Which of the following is the best investigation for acute gout?
## **Core Concept**
The diagnosis of acute gout primarily relies on clinical presentation, but investigations play a crucial role in confirming the diagnosis and ruling out other causes of acute arthritis. Gout is characterized by the deposition of monosodium urate crystals within joints, leading to intense inflammation.
## **Why the Correct Answer is Right**
The correct answer, **B. Synovial fluid analysis**, is considered the gold standard for diagnosing gout. This involves aspirating fluid from the affected joint and examining it under polarized light microscopy for the presence of monosodium urate crystals, which appear needle-shaped and negatively birefringent. This method directly identifies the causative agent of gout, making it the most definitive diagnostic test.
## **Why Each Wrong Option is Incorrect**
- **Option A: X-ray** - While X-rays can show joint damage and tophi (deposits of uric acid crystals) in chronic gout, they are not useful in the acute setting for diagnosing gout as they may appear normal early in the disease.
- **Option C: Ultrasound** - Ultrasound can detect joint inflammation and tophi but is not as specific as synovial fluid analysis for diagnosing acute gout. It can be helpful in guiding joint aspiration.

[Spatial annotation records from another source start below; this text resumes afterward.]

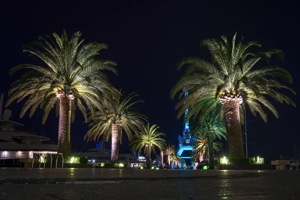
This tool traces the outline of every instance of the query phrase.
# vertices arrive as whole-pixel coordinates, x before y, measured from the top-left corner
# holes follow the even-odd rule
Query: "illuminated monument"
[[[184,88],[184,91],[186,90],[186,88]],[[184,96],[186,100],[188,97],[188,92],[184,92]],[[184,118],[186,116],[188,109],[186,109],[184,114]],[[192,157],[190,156],[190,152],[193,150],[192,145],[196,142],[196,138],[192,137],[190,133],[190,126],[188,126],[188,120],[186,121],[184,124],[184,128],[182,131],[182,135],[180,134],[178,136],[179,140],[179,148],[177,154],[178,156],[181,156],[184,152],[184,155],[181,157],[182,158],[191,158]]]

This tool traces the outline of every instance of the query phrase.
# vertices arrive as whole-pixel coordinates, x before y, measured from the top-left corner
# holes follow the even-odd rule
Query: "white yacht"
[[[79,154],[88,157],[91,163],[110,162],[111,150],[106,148],[106,141],[102,140],[98,143],[94,148],[90,148],[87,152],[78,152],[73,154],[74,156]],[[144,159],[143,159],[144,158]],[[146,162],[144,157],[132,154],[119,154],[118,161],[128,164],[129,168],[142,166]]]
[[[20,158],[32,158],[34,153],[57,154],[58,146],[50,142],[44,131],[26,127],[10,120],[12,112],[2,113],[3,94],[0,97],[0,164],[16,163]]]

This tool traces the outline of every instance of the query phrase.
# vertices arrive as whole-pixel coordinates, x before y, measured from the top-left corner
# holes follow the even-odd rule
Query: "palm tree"
[[[104,101],[105,94],[112,90],[103,70],[117,74],[114,67],[116,62],[96,58],[108,46],[96,42],[83,44],[84,40],[80,40],[81,34],[76,32],[69,39],[64,30],[61,36],[52,34],[54,38],[40,36],[40,42],[24,46],[23,52],[38,56],[44,66],[19,64],[10,72],[13,74],[20,70],[29,70],[13,84],[6,106],[27,98],[20,117],[31,108],[31,118],[40,106],[44,111],[44,124],[56,105],[56,116],[59,116],[58,150],[64,156],[70,153],[70,126],[74,120],[76,110],[79,108],[86,121],[86,106],[94,114],[95,108],[100,108],[98,102]]]
[[[130,143],[132,145],[132,150],[134,152],[140,152],[144,148],[144,154],[146,153],[147,157],[146,166],[150,166],[150,156],[151,151],[155,154],[156,146],[160,150],[162,150],[166,144],[164,139],[161,138],[166,134],[162,132],[157,131],[160,127],[156,124],[144,126],[140,130],[138,134],[134,136],[134,140]]]
[[[216,110],[214,112],[210,112],[206,114],[202,124],[200,124],[199,120],[196,118],[192,124],[191,132],[202,138],[196,140],[196,142],[200,143],[198,145],[203,146],[204,142],[206,142],[206,146],[202,148],[206,149],[206,144],[207,144],[210,168],[214,168],[213,141],[216,138],[218,138],[219,140],[222,140],[222,138],[227,139],[224,121],[220,122],[218,110]],[[204,137],[205,138],[204,140],[202,140]],[[199,148],[198,148],[198,149]]]
[[[103,135],[108,140],[112,136],[111,161],[116,162],[118,160],[118,141],[122,144],[122,130],[127,134],[130,141],[132,139],[131,131],[137,133],[138,128],[144,125],[142,120],[146,117],[138,112],[133,108],[134,105],[142,100],[132,101],[133,98],[138,95],[130,93],[127,96],[116,93],[109,98],[104,105],[102,110],[98,112],[91,122],[88,130],[84,136],[84,140],[96,140]]]
[[[260,47],[259,43],[244,44],[242,38],[236,42],[236,34],[231,44],[224,36],[222,37],[223,42],[214,39],[202,41],[202,46],[207,47],[212,56],[211,62],[198,58],[188,58],[179,62],[178,70],[185,64],[189,64],[190,67],[172,89],[170,96],[174,98],[177,92],[181,92],[176,108],[180,108],[178,118],[188,108],[186,120],[200,113],[202,122],[207,114],[220,105],[220,112],[225,116],[229,156],[243,157],[240,122],[244,121],[243,111],[246,104],[254,116],[258,112],[266,122],[266,115],[262,104],[276,118],[278,114],[266,96],[296,106],[294,101],[278,89],[288,89],[294,94],[295,92],[275,78],[280,77],[292,84],[292,76],[285,70],[278,66],[254,68],[260,60],[268,62],[272,54],[283,60],[282,52],[272,50],[254,54],[248,51],[248,48],[252,46]],[[186,100],[182,95],[184,88],[189,94]]]
[[[169,166],[169,168],[170,168],[170,156],[171,156],[176,155],[176,148],[174,144],[168,143],[164,149],[164,154],[168,156],[168,163]]]

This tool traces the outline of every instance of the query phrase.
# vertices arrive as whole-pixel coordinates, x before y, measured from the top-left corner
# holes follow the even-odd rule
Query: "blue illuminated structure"
[[[185,88],[184,88],[184,91],[185,91],[184,96],[186,100],[186,98],[188,97],[188,91],[186,91]],[[186,109],[184,114],[184,118],[186,117],[188,112],[188,109]],[[180,135],[178,136],[178,140],[179,140],[179,148],[178,148],[177,154],[178,156],[181,156],[184,151],[190,152],[188,152],[190,153],[191,151],[193,150],[192,145],[196,143],[196,138],[195,137],[192,137],[190,134],[190,133],[188,120],[187,120],[186,122],[182,135]],[[190,154],[188,155],[190,155]],[[192,157],[190,156],[182,156],[182,158],[191,158]]]

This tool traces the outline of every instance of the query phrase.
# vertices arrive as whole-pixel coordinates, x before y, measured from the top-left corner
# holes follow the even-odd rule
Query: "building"
[[[186,90],[185,88],[184,89],[184,90]],[[184,92],[186,98],[188,97],[188,92],[186,91]],[[187,109],[186,110],[184,118],[186,116],[188,112],[188,110]],[[196,142],[196,137],[192,136],[190,132],[190,126],[188,120],[184,124],[182,134],[180,134],[178,136],[179,146],[177,152],[178,155],[182,158],[184,159],[186,163],[190,162],[190,158],[192,157],[190,155],[194,150],[193,144]]]
[[[10,120],[9,109],[2,112],[4,94],[0,95],[0,164],[16,164],[20,158],[32,158],[35,153],[57,154],[58,146],[50,142],[43,130]]]

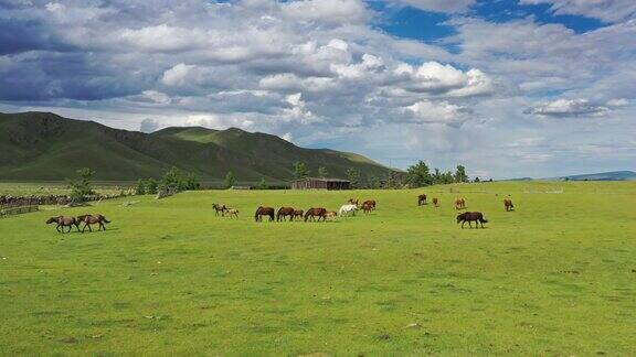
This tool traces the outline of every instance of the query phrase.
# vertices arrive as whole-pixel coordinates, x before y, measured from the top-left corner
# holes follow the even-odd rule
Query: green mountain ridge
[[[60,181],[81,167],[96,180],[160,177],[171,166],[194,172],[203,181],[221,181],[232,171],[241,182],[293,180],[293,164],[311,173],[326,166],[344,177],[349,167],[362,177],[392,171],[356,153],[304,149],[276,136],[231,128],[171,127],[153,133],[114,129],[51,112],[0,113],[0,180]]]

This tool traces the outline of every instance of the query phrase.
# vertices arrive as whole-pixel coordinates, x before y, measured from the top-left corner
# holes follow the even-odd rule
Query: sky
[[[480,178],[636,169],[634,0],[0,0],[0,111]]]

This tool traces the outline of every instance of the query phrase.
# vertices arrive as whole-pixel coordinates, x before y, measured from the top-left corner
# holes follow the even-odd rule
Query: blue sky
[[[473,176],[636,169],[633,0],[0,0],[0,111]]]

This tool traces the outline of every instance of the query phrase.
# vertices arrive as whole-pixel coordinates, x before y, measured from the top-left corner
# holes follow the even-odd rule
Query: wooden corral
[[[292,190],[351,190],[351,182],[341,178],[307,177],[293,181]]]

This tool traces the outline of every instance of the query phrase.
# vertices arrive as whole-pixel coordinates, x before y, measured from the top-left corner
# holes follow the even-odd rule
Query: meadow
[[[418,207],[420,193],[441,207]],[[486,229],[459,228],[458,196]],[[378,209],[253,218],[259,205],[337,210],[349,197]],[[240,219],[215,217],[215,202]],[[43,207],[0,219],[0,351],[635,355],[635,202],[636,182],[517,182]],[[84,213],[104,214],[108,230],[44,225]]]

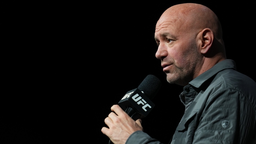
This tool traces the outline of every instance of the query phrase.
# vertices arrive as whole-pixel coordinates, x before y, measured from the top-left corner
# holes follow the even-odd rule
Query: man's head
[[[226,59],[219,21],[202,5],[183,4],[167,9],[156,24],[155,37],[156,57],[171,83],[186,85]]]

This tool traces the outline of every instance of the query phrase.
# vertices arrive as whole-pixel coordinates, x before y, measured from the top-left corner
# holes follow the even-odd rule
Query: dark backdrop
[[[184,113],[182,87],[166,81],[155,56],[155,28],[165,9],[189,2],[216,13],[227,58],[255,81],[255,4],[249,1],[3,4],[1,143],[108,143],[101,130],[110,107],[152,74],[163,85],[142,126],[168,143]]]

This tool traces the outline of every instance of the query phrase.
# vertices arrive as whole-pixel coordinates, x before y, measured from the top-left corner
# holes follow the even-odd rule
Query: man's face
[[[156,27],[159,45],[156,57],[161,60],[170,83],[185,86],[197,76],[202,58],[196,42],[197,34],[182,21],[163,17]]]

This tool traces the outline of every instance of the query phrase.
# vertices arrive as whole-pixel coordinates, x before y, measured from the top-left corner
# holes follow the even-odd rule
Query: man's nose
[[[156,57],[159,59],[163,59],[168,55],[168,52],[165,46],[160,44],[156,53]]]

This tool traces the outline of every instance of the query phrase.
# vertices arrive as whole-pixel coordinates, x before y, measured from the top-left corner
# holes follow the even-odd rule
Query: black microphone
[[[148,75],[138,88],[127,92],[118,105],[134,120],[144,118],[155,106],[151,100],[156,95],[161,85],[157,77]]]
[[[137,88],[127,92],[118,105],[134,120],[144,118],[155,106],[151,100],[156,95],[161,85],[158,78],[148,75]],[[110,140],[109,144],[113,143]]]

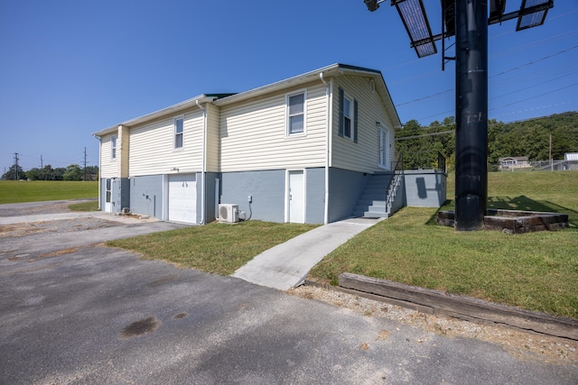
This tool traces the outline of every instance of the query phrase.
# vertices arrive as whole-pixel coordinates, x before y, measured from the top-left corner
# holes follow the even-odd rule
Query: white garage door
[[[197,183],[195,175],[169,175],[169,220],[195,224]]]

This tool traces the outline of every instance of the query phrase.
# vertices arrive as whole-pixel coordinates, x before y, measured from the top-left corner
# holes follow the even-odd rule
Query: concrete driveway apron
[[[98,223],[108,226],[0,238],[0,382],[575,384],[578,379],[574,365],[518,360],[492,344],[447,338],[94,245],[85,238],[176,226]]]

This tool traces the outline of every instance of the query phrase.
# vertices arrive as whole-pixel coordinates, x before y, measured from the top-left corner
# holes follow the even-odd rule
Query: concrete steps
[[[354,216],[387,218],[389,215],[386,202],[387,201],[387,186],[393,173],[375,174],[368,182],[353,211]]]

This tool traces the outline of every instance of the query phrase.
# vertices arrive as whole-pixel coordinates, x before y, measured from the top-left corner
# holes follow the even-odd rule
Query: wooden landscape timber
[[[449,316],[473,322],[494,323],[578,341],[578,320],[530,312],[517,307],[493,304],[471,297],[404,285],[344,272],[339,277],[340,288],[367,293],[370,298],[417,309],[424,313]]]
[[[536,211],[489,209],[484,215],[484,230],[497,230],[508,234],[524,234],[536,231],[554,231],[567,228],[568,215]],[[438,212],[437,223],[453,226],[453,211]]]

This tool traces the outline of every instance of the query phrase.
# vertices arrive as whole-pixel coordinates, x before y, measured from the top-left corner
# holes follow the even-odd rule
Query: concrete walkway
[[[317,227],[260,253],[233,277],[280,290],[295,288],[323,257],[382,219],[351,218]]]

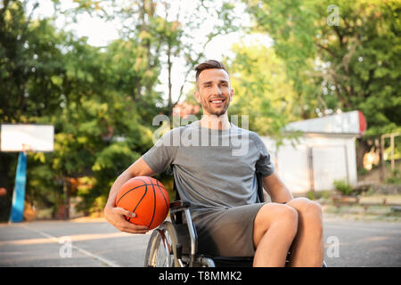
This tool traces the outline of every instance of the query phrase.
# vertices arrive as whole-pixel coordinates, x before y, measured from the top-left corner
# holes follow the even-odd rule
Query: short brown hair
[[[228,74],[228,71],[227,71],[227,69],[225,69],[225,67],[223,63],[221,63],[220,61],[215,61],[215,60],[209,60],[209,61],[206,61],[205,62],[199,64],[195,68],[196,82],[198,83],[198,78],[199,78],[199,75],[200,74],[200,72],[202,72],[205,69],[224,69]],[[230,76],[230,75],[228,74],[228,76]]]

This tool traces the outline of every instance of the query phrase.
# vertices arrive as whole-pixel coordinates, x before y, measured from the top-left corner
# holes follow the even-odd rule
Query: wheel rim
[[[155,250],[151,260],[151,265],[155,267],[174,266],[174,254],[171,237],[168,231],[157,229]]]

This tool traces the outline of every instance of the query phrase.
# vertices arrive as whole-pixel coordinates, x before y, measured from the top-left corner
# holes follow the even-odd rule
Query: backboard
[[[52,125],[2,124],[1,151],[53,151],[54,126]]]

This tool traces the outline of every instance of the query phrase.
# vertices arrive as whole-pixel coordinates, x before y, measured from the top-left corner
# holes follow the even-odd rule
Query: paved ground
[[[102,219],[1,224],[0,266],[142,266],[149,237]],[[324,240],[331,267],[401,266],[399,222],[325,216]]]

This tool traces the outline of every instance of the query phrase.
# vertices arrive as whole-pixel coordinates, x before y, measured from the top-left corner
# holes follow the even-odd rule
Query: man
[[[229,122],[233,90],[224,65],[207,61],[195,70],[194,95],[202,106],[202,118],[167,133],[117,178],[104,208],[106,219],[120,231],[146,232],[146,227],[125,220],[131,213],[116,208],[115,197],[128,179],[153,175],[173,165],[180,197],[192,205],[200,252],[254,256],[254,266],[283,266],[290,250],[291,266],[322,266],[320,206],[306,198],[293,199],[274,173],[259,136]],[[177,137],[181,143],[174,143]],[[238,142],[246,144],[246,151],[234,152]],[[272,203],[258,203],[256,173],[263,176]]]

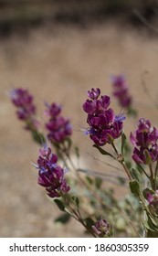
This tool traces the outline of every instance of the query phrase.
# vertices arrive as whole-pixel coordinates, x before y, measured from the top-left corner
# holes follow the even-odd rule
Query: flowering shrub
[[[137,112],[124,77],[113,76],[111,85],[113,96],[128,117],[115,113],[110,107],[111,98],[101,95],[99,88],[88,91],[89,99],[82,107],[89,125],[85,133],[100,154],[118,163],[117,167],[107,164],[113,168],[108,177],[111,176],[121,187],[129,186],[130,192],[121,200],[105,187],[106,174],[81,169],[73,163],[71,155],[75,152],[79,157],[79,148],[72,144],[70,121],[62,116],[60,105],[46,104],[44,134],[34,97],[26,90],[16,89],[11,100],[25,128],[41,144],[33,165],[38,170],[38,184],[62,212],[56,221],[65,224],[74,218],[90,235],[99,238],[158,237],[158,130],[149,120],[141,118],[128,140],[123,123],[130,116],[136,118]],[[107,144],[111,152],[106,151]],[[117,176],[116,168],[121,168],[126,177]]]

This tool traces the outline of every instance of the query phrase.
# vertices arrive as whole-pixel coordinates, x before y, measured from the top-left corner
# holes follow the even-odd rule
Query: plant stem
[[[122,167],[123,167],[123,169],[125,170],[125,173],[126,173],[126,175],[128,176],[129,179],[130,179],[130,180],[132,180],[132,176],[131,176],[131,174],[130,174],[130,171],[129,171],[129,169],[127,168],[126,164],[125,164],[125,162],[124,162],[124,157],[123,157],[123,155],[122,155],[121,154],[119,154],[119,152],[118,152],[118,150],[117,150],[117,148],[116,148],[116,146],[115,146],[115,144],[114,144],[113,142],[111,143],[111,146],[112,146],[112,148],[114,149],[114,151],[115,151],[115,153],[116,153],[116,155],[117,155],[117,160],[118,160],[118,162],[122,165]]]

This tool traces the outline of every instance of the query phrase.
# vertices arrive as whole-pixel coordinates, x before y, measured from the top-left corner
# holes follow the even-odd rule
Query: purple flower
[[[158,160],[158,130],[151,126],[149,120],[141,118],[138,129],[131,133],[130,139],[134,145],[132,159],[137,164],[149,164],[149,160]]]
[[[64,178],[65,170],[58,165],[58,156],[51,153],[51,149],[45,145],[39,150],[37,165],[38,184],[44,187],[50,197],[59,197],[60,194],[67,194],[70,187]]]
[[[153,194],[147,192],[146,199],[149,203],[151,212],[158,216],[158,190],[156,190]]]
[[[111,233],[109,222],[102,219],[95,222],[95,224],[92,226],[92,229],[100,238],[108,237]]]
[[[83,103],[83,110],[88,113],[87,123],[90,127],[87,133],[98,145],[104,145],[119,138],[123,130],[122,114],[115,115],[112,109],[109,108],[111,98],[100,94],[100,89],[91,89],[88,91],[90,100]]]
[[[26,128],[37,130],[39,123],[35,118],[36,106],[33,102],[34,98],[28,91],[21,88],[13,90],[11,91],[11,100],[17,108],[17,117],[26,123]]]
[[[46,128],[48,130],[47,137],[53,143],[62,143],[72,133],[69,120],[61,116],[61,107],[56,103],[47,104],[47,114],[49,116]]]
[[[132,105],[132,96],[129,93],[129,86],[122,75],[112,76],[113,95],[118,99],[122,108],[130,108]]]

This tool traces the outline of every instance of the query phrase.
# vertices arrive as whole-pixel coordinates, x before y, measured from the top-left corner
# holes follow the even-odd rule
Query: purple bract
[[[104,145],[121,136],[125,117],[121,114],[115,115],[113,110],[109,108],[111,98],[103,95],[99,99],[100,94],[99,88],[89,91],[90,99],[83,103],[83,110],[88,113],[87,123],[90,128],[87,133],[96,144]]]
[[[149,203],[150,210],[153,213],[158,215],[158,190],[156,190],[154,194],[148,192],[146,195],[146,199]]]
[[[47,138],[52,143],[62,143],[72,133],[72,128],[69,120],[61,116],[61,107],[56,103],[47,104],[46,113],[49,117],[46,123],[48,130]]]
[[[39,150],[39,154],[37,165],[34,165],[39,170],[38,184],[46,187],[50,197],[59,197],[61,194],[67,194],[70,187],[64,178],[66,171],[57,164],[58,156],[46,145]]]
[[[129,93],[129,87],[124,76],[112,76],[111,81],[113,86],[113,95],[118,99],[120,105],[122,108],[130,108],[132,99]]]
[[[33,102],[34,97],[27,90],[17,88],[11,91],[11,100],[17,108],[17,117],[26,123],[26,129],[37,130],[39,123],[35,118],[36,106]]]
[[[149,164],[149,158],[153,162],[158,160],[158,130],[151,126],[149,120],[141,118],[138,129],[131,133],[130,139],[135,146],[132,159],[137,164]]]

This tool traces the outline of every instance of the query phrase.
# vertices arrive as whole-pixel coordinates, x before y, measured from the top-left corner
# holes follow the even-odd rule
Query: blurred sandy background
[[[57,1],[54,2],[57,5]],[[81,105],[89,89],[100,87],[102,93],[111,95],[111,75],[125,74],[134,104],[139,108],[139,116],[158,124],[154,106],[158,102],[157,34],[144,24],[136,27],[131,26],[130,21],[130,25],[127,24],[121,12],[117,17],[112,16],[107,19],[103,19],[103,15],[100,19],[99,16],[96,21],[96,17],[92,18],[96,7],[92,8],[90,1],[88,2],[86,7],[82,6],[79,11],[80,16],[77,16],[77,13],[63,5],[66,13],[71,10],[73,18],[68,18],[68,12],[67,18],[64,16],[62,19],[60,15],[58,20],[58,16],[53,19],[55,15],[50,18],[48,11],[45,16],[38,11],[37,23],[36,19],[28,24],[23,21],[21,26],[19,16],[16,22],[13,18],[16,5],[13,10],[9,4],[3,8],[0,5],[0,237],[83,236],[82,228],[74,220],[64,228],[53,222],[58,210],[37,184],[37,174],[31,161],[36,161],[38,146],[16,117],[16,110],[8,97],[12,88],[24,87],[35,95],[41,119],[44,118],[46,100],[63,105],[64,114],[71,119],[74,142],[79,145],[83,165],[90,168],[93,167],[94,160],[87,152],[93,155],[97,155],[97,152],[91,148],[89,138],[77,131],[79,125],[86,126]],[[78,11],[79,5],[74,6]],[[52,13],[53,10],[57,13],[58,7],[51,5],[51,8]],[[2,15],[4,10],[6,13],[9,10],[8,19]],[[47,10],[50,12],[50,8]],[[86,10],[83,19],[82,10]],[[91,11],[89,13],[89,10]],[[131,14],[129,10],[132,6],[128,9]],[[42,22],[38,22],[41,16]],[[43,22],[47,16],[47,22]],[[13,27],[9,23],[11,19],[15,22],[12,21]],[[153,27],[157,28],[155,16]],[[148,73],[144,75],[146,70]],[[150,97],[142,83],[142,74]],[[112,106],[120,112],[115,102]],[[125,123],[127,131],[135,126],[136,122],[132,120]],[[99,170],[109,171],[101,163],[95,165]]]

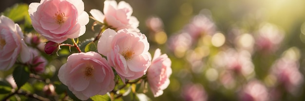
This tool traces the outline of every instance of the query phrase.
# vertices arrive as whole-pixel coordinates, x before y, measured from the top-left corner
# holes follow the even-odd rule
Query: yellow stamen
[[[59,11],[59,12],[60,11]],[[55,19],[56,23],[61,24],[65,22],[66,17],[65,17],[64,13],[61,12],[59,13],[58,12],[57,12],[55,15],[55,16],[53,17],[53,18]]]
[[[123,54],[122,54],[124,58],[126,60],[130,60],[133,58],[134,52],[133,50],[131,50],[130,48],[127,48],[123,51]]]
[[[93,70],[94,68],[92,66],[90,67],[86,67],[86,70],[85,70],[85,75],[86,78],[89,78],[93,76]]]

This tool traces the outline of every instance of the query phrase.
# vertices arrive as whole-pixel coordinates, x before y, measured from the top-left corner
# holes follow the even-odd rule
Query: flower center
[[[3,49],[5,44],[6,44],[5,40],[2,39],[2,37],[0,36],[0,49]]]
[[[60,12],[60,11],[59,11]],[[55,16],[53,16],[53,18],[55,19],[56,23],[58,24],[61,24],[65,22],[66,17],[65,17],[65,13],[61,12],[60,13],[57,12],[55,13]]]
[[[124,58],[126,60],[130,60],[133,58],[134,52],[133,50],[130,49],[130,48],[127,48],[123,51],[123,54],[122,54]]]
[[[85,75],[87,78],[91,78],[93,76],[93,70],[94,68],[92,66],[86,67],[85,70]]]

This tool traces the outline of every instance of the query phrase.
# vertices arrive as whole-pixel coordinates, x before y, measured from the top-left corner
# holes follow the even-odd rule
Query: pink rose
[[[105,23],[111,29],[118,31],[129,29],[131,31],[139,32],[137,28],[139,21],[132,16],[133,8],[124,1],[118,4],[115,0],[106,0],[104,2],[104,13],[97,9],[92,9],[90,14],[97,21]]]
[[[41,0],[30,4],[29,13],[35,30],[58,43],[83,34],[89,21],[81,0]]]
[[[20,54],[21,62],[30,59],[23,33],[18,24],[4,16],[0,17],[0,70],[8,70]]]
[[[151,64],[149,43],[144,34],[127,29],[107,29],[97,43],[97,51],[107,56],[122,80],[135,80],[146,73]]]
[[[160,50],[156,50],[151,66],[147,70],[147,78],[154,97],[163,94],[163,90],[170,84],[172,74],[172,61],[166,54],[161,55]]]
[[[44,52],[48,54],[53,54],[57,53],[60,48],[59,44],[53,41],[48,41],[44,46]]]
[[[114,74],[106,59],[93,51],[73,53],[61,66],[59,80],[81,100],[104,95],[114,87]]]
[[[36,49],[29,48],[30,51],[30,59],[28,64],[33,66],[33,69],[39,74],[42,73],[47,65],[47,61],[39,54],[38,50]]]

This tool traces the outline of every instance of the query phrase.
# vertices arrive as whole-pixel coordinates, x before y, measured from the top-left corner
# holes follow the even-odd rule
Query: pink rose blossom
[[[182,96],[186,101],[208,101],[208,94],[200,84],[189,84],[183,86]]]
[[[41,0],[31,3],[28,11],[35,30],[58,43],[83,34],[89,21],[81,0]]]
[[[270,23],[264,25],[258,33],[256,40],[257,50],[267,53],[276,51],[285,36],[281,29]]]
[[[243,88],[239,94],[240,101],[269,101],[267,87],[258,81],[253,80]]]
[[[97,51],[107,57],[108,63],[125,82],[142,76],[151,65],[149,43],[144,34],[127,29],[117,33],[106,29],[97,43]]]
[[[147,70],[147,78],[154,97],[163,94],[163,90],[170,84],[172,74],[172,61],[166,54],[161,54],[159,49],[156,50],[151,66]]]
[[[92,9],[90,14],[96,20],[106,24],[116,31],[130,29],[134,32],[140,32],[137,28],[139,21],[131,16],[133,8],[124,1],[117,4],[115,0],[106,0],[104,2],[104,14],[97,9]]]
[[[73,53],[61,66],[59,80],[75,96],[86,100],[94,95],[104,95],[114,87],[114,74],[107,60],[94,51]]]
[[[30,59],[23,33],[18,24],[4,16],[0,17],[0,70],[8,70],[20,54],[21,62]]]
[[[44,52],[48,54],[53,54],[59,50],[59,44],[53,42],[48,41],[44,47]]]

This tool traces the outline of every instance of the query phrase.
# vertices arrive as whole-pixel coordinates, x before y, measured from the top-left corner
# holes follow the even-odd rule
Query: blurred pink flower
[[[35,30],[59,43],[85,33],[89,19],[84,9],[81,0],[41,0],[31,3],[28,11]]]
[[[170,84],[172,74],[172,61],[166,54],[161,54],[159,49],[156,50],[151,66],[147,70],[147,79],[154,97],[163,94],[163,90]]]
[[[146,20],[146,26],[152,31],[158,32],[163,29],[163,22],[158,17],[151,17]]]
[[[184,29],[184,31],[193,39],[197,39],[201,35],[212,35],[215,33],[215,30],[216,26],[214,22],[203,14],[194,17]]]
[[[191,48],[192,44],[191,37],[185,33],[171,36],[168,42],[170,50],[178,57],[184,56],[185,52]]]
[[[205,101],[208,95],[201,84],[188,84],[183,88],[182,97],[186,101]]]
[[[97,51],[107,57],[108,63],[125,82],[142,76],[151,65],[150,45],[144,34],[127,29],[117,33],[106,29],[97,43]]]
[[[114,74],[107,60],[97,52],[73,53],[61,66],[59,80],[76,97],[86,100],[104,95],[114,87]]]
[[[135,17],[131,16],[133,8],[124,1],[121,1],[118,4],[115,0],[105,0],[104,14],[97,9],[92,9],[90,14],[96,20],[107,24],[115,31],[129,29],[136,32],[140,32],[137,28],[139,21]]]
[[[0,17],[0,70],[12,67],[19,54],[21,62],[28,61],[30,51],[19,25],[2,15]]]
[[[14,79],[14,77],[13,77],[13,74],[10,74],[6,78],[5,78],[5,80],[9,83],[11,85],[12,85],[12,88],[13,89],[15,89],[17,88],[17,84],[15,82],[15,80]]]
[[[282,58],[272,67],[272,73],[276,77],[279,84],[291,93],[297,90],[304,81],[299,64],[297,61]]]
[[[215,65],[224,67],[235,74],[247,77],[255,73],[251,55],[248,51],[229,49],[219,52],[214,59]]]
[[[39,54],[38,50],[35,49],[29,48],[30,52],[30,59],[27,62],[33,66],[34,70],[38,73],[42,73],[44,71],[48,61]]]
[[[284,37],[283,31],[276,26],[267,23],[259,30],[256,43],[258,50],[264,52],[275,52]]]
[[[252,81],[242,88],[239,94],[240,101],[268,101],[269,94],[266,87],[257,81]]]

- **Option D: Serum uric acid levels** - Serum uric acid levels can be normal or even low during an acute gout attack due to increased uric acid excretion caused by the inflammatory process. Therefore, this test is not reliable for diagnosing acute gout.
## **Clinical Pearl / High-Yield Fact**
A key point to remember is that the presence of **monosodium urate crystals** in synovial fluid is diagnostic of gout. Clinical suspicion should be high in patients presenting with acute monoarthritis, especially of the first metatarsophalangeal joint (podagra), and synovial fluid analysis should be performed when feasible.
## **Correct Answer:** B. Synovial fluid analysis.